Secondly, the vaccine age approval is nothing more than a reflection of the ages that Merck tested the vaccine in. This has practical reasons: most people, by age 26, are infected with HPV. Women who test clean of any of the variants being covered by Gardasil are encouraged to have the vaccine, regardless of their age. While their is not proof it will work, the body really doesn’t have an internal clock going “oh, you’re 28, so Gardasil won’t work in you.”
While the majority of HPV cases do clear up on their own, those are the low cancer risk variants that can be unsightly, but cause no real harm. (There are, after all, over 40 variants.) But the vaccine is not targetting these low cancer risk variants, it’s targetting the ones that kill.
Gardasil is also one of those vaccines that has been developed not just by the Big Pharma, but in conjunction with the National Cancer Institute, whose interest is in protecting the public, not in benefiting the stockholders. While it’s certainly more than sane to be suspicious of Big Pharma’s, and to carefully read the FDA decisions, the CDC isn’t implicated in or even involved in vaccines on the level you imply. Beyond that, the true test of science is empirical study and peer review – this is where the issues with Vioxx came out, after all. In the case of Gardasil, empirical evidence from around the world backs up the claims of the NCI and Merck. There is nothing in the vaccine suspension that brings any cause for concern, and is in fact the standard suspension for any number of vaccines we give children and ourselves daily.
Finally, though, your argument about “social engineering” and “childhood” are the most spurious. You’re suggesting that by vaccinating a 9 year old against HPV, the 9 year old is going to run out and become sexually active. This is hogwash, plain and simple. There is absolutely zero data that would even give this the merest credence – tell me, when you received your tetanus vaccine, did you go out and step on a rusty nail, just because you could? I mean, it might have been painful, but it wouldn’t run the risk of hurting you.
This is the exact same logic you’re using to argue that Gardasil is going to confer some sense of irresponsible behaviour on girls. But when you take the emotional “omg my baby is going to have sex eventually” aspect out of it, and transfer the example to something as benign as tetanus, the fallacy of the argument becomes clear.
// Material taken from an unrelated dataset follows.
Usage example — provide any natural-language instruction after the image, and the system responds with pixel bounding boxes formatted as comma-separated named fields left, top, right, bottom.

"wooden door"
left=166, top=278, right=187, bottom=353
But beyond that? Children receive numerous vaccinations through-out their childhood, and well into adulthood. If you think kids pay any attention to what’s being injected into them, you’re giving way too much credit to your kids. For them, it’s a doctor visit, it’s a needle, and that’s all. Go up to any 12 year old and ask them what vaccinations they’ve had – they might be able to list tetanus, especially if it was under a painful circumstance, and MMR, but that’s it.
Yes, there are recommendations for avoiding HPV infection, and they’re the same for avoiding any STI. But all it takes is sex with one person, and you cannot judge infection visually – there’s no way to know. (And this doesn’t even address things like date and stranger rape, and the vaccine is not effective after exposure.)
Thinking beyond the self for the moment, there are also future children – fetuses can be infected by HPV upon birth. Many women with precancerous and suspicious HPV are recommended and counceled to have their pregnancies time with a “clean” cervix in an effort to downgrade the risk to fetus.
Yes, it can be uncomfortable to realize that children are going to behave in ways that you don’t approve of… but as a parent, your job is to protect your child as best as possible. That means protecting them from danger, and cervical cancer is really, really dangerous. Yes, the short term means acknowledging the sexual potential of your child, but it is, in the long run, the better thing for your child.